Les personnes convoquées devant le Comité sénatorial des droits de la personne ont également pointé d’autres choses qui ne tournent pas rond dans l’opération d’accueil des Syriens, notamment en francisation. Les délais sont trop longs avant que les réfugiés puissent s’inscrire, déplore M. Alazem. « C’est une question de congestion, je sais, mais il y a des gens qui après trois-quatre mois ne sont pas encore dans les écoles de francisation. » Conséquence ? L’intégration est plus lente et bon nombre de personnes sont plongées dans des situations économiques très précaires, étant privées de l’allocation qui est donnée à quiconque est inscrit en francisation.

Plusieurs réfugiés ont évoqué les problèmes grandissants de santé mentale chez nombre d’entre eux. D’autres ont dit avoir du mal à trouver des interprètes pour les visites médicales ou pour comprendre les documents qu’on leur envoie. « La semaine dernière, une famille nous a demandé si quelqu’un pouvait les accompagner à l’hôpital. Est-ce normal que quelqu’un qui vient d’arriver soit envoyé tout seul pour aller faire un test médical ? » note M. Alazem, qui pallie certaines de ces demandes.

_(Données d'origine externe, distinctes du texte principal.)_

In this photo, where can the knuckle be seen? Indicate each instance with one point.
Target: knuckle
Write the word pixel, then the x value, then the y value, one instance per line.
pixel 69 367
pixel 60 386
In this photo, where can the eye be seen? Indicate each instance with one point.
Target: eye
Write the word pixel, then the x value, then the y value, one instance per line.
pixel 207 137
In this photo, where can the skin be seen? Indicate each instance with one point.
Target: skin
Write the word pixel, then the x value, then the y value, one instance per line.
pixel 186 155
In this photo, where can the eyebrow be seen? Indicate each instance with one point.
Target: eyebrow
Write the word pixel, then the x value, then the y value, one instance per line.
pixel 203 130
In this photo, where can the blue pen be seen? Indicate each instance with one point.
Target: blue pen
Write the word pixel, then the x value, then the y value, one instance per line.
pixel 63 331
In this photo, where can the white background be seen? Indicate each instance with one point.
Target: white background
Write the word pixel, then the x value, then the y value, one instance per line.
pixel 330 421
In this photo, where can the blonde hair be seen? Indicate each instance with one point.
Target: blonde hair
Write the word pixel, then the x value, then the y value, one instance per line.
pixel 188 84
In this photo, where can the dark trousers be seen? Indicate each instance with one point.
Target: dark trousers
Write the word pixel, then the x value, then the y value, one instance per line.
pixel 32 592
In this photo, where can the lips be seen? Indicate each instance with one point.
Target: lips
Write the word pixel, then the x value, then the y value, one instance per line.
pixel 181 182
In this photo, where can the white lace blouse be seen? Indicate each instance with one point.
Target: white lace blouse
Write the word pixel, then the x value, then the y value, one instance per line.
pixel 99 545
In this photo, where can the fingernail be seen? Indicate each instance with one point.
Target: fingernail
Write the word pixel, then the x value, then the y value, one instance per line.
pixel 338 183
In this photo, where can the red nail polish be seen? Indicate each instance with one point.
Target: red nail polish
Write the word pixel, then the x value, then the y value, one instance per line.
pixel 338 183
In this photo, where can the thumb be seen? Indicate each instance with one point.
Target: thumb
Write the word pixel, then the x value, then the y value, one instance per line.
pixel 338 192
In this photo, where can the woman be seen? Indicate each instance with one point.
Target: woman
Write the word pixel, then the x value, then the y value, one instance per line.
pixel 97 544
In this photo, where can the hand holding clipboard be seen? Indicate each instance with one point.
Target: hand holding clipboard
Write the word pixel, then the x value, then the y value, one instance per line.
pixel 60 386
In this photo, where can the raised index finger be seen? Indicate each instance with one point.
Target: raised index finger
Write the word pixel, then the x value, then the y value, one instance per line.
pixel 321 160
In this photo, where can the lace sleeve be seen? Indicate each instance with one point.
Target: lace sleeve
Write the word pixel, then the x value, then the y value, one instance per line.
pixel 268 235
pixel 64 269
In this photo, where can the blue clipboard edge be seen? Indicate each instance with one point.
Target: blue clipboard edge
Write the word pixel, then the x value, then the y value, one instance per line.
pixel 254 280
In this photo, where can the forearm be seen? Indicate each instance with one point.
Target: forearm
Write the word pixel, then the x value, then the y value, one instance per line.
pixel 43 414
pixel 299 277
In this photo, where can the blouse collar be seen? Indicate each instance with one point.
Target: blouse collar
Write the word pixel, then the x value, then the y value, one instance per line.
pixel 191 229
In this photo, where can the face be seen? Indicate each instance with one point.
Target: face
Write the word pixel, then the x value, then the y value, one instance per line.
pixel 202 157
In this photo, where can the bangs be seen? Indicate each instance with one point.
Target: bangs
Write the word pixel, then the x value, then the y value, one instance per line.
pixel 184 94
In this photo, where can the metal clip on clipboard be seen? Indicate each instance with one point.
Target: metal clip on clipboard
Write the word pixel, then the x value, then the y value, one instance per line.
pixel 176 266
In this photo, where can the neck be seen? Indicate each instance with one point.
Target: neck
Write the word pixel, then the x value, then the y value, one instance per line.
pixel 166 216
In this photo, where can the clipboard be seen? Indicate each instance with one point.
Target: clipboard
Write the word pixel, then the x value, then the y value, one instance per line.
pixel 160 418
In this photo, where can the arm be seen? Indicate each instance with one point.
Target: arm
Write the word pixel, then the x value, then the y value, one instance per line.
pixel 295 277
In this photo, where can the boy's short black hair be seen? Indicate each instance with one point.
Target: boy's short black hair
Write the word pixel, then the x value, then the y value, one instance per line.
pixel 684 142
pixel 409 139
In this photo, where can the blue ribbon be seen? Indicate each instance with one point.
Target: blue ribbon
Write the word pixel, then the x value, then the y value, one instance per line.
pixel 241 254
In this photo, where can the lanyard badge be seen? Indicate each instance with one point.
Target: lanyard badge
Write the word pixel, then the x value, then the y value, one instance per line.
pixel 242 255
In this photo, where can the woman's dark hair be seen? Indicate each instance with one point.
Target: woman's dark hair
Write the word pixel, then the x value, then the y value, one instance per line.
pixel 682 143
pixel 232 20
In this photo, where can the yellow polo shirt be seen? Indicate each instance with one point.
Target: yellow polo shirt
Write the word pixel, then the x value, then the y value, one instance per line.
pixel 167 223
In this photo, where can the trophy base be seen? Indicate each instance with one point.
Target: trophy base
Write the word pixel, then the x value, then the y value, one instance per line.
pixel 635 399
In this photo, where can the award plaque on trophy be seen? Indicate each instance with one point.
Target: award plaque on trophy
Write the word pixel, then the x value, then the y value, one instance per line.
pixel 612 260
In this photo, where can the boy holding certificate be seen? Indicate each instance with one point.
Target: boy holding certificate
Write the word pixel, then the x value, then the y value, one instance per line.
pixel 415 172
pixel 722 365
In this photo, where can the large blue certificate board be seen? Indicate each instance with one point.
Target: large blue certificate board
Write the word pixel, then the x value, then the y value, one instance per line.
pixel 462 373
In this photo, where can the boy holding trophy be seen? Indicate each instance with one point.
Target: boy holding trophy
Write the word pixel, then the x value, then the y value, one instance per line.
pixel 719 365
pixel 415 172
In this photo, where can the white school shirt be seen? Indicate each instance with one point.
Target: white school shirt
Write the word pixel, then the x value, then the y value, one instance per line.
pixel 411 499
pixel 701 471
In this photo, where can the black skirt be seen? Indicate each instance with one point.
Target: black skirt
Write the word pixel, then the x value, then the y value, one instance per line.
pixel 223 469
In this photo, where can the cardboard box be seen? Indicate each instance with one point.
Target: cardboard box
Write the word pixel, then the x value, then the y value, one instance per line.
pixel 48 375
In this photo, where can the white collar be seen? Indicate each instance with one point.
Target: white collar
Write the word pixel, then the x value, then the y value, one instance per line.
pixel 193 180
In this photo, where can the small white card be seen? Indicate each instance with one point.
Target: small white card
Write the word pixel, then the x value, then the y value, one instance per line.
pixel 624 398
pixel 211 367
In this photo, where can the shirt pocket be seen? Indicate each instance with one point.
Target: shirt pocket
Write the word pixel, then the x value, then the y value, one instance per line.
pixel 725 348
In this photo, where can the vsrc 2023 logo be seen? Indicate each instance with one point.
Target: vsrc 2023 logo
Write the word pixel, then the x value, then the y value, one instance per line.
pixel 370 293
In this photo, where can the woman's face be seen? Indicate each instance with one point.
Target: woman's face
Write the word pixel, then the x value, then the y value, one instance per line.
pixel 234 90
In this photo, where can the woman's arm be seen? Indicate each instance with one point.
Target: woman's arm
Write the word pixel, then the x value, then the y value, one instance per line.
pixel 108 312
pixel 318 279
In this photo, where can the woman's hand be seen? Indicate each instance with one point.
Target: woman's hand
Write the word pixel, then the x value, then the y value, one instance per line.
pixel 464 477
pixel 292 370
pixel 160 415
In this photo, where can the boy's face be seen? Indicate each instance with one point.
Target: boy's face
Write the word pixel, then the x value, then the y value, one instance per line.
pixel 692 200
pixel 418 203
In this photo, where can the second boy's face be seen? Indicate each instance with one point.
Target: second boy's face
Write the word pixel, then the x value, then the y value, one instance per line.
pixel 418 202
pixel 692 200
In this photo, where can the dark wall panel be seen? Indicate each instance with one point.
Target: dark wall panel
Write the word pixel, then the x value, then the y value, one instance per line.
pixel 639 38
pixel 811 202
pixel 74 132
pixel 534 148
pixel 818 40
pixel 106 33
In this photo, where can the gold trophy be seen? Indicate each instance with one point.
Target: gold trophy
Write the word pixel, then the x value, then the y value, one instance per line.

Les personnes rencontrées par le comité sénatorial ont également critiqué le fait que les réfugiés, hormis ceux qui sont arrivés entre novembre dernier et février, devront rembourser leurs billets d’avion au gouvernement, de même que les coûts du bilan médical. Un fardeau supplémentaire, ont-ils déploré, même si c’est une pratique courante que d’exiger ces sommes des réfugiés.

Parmi les 7300 réfugiés syriens qu’il s’est engagé à recevoir d’ici la fin de 2016, le Québec en a déjà accueilli 5600. Contrairement au reste du Canada, où les réfugiés sont surtout pris en charge par l’État, le Québec est la seule province à avoir une majorité de parrainages privés (4700). Et ces derniers ne font l’objet d’aucun suivi. « C’est un fouillis pas possible, il n’y a rien qui est documenté », a constaté Stephan Reichhold, de la Table de concertation des organismes au service des personnes réfugiées et des immigrantes (TCRI). « Personne au ministère n’a le mandat de les suivre au moment où ils arrivent. Leur intégration varie donc beaucoup. Il y a comme des classes sociales au sein du parrainage privé. Certaines familles ou certains organismes sont hyperorganisés, d’autres pas. »

Rappelons que les réfugiés pris en charge par l’État — ils ne sont pour l’instant que 940 au Québec — proviennent des camps, sont généralement plus démunis et le plus souvent de confession musulmane.

Un rapport en octobre

Le Comité sénatorial des droits de la personne analyse la situation des réfugiés syriens récemment arrivés au Canada pour connaître les difficultés auxquelles ils font face. Il a convoqué en audiences publiques à Toronto lundi et à Montréal mardi plusieurs organismes oeuvrant dans le secteur, dont des représentants de l’Alliance canadienne d’aide aux Syriens et de la Table de concertation des organismes au service des personnes réfugiées et des immigrantes (TCRI), et a rencontré de nombreux réfugiés syriens. Il devrait remettre son rapport au plus tard en octobre 2016.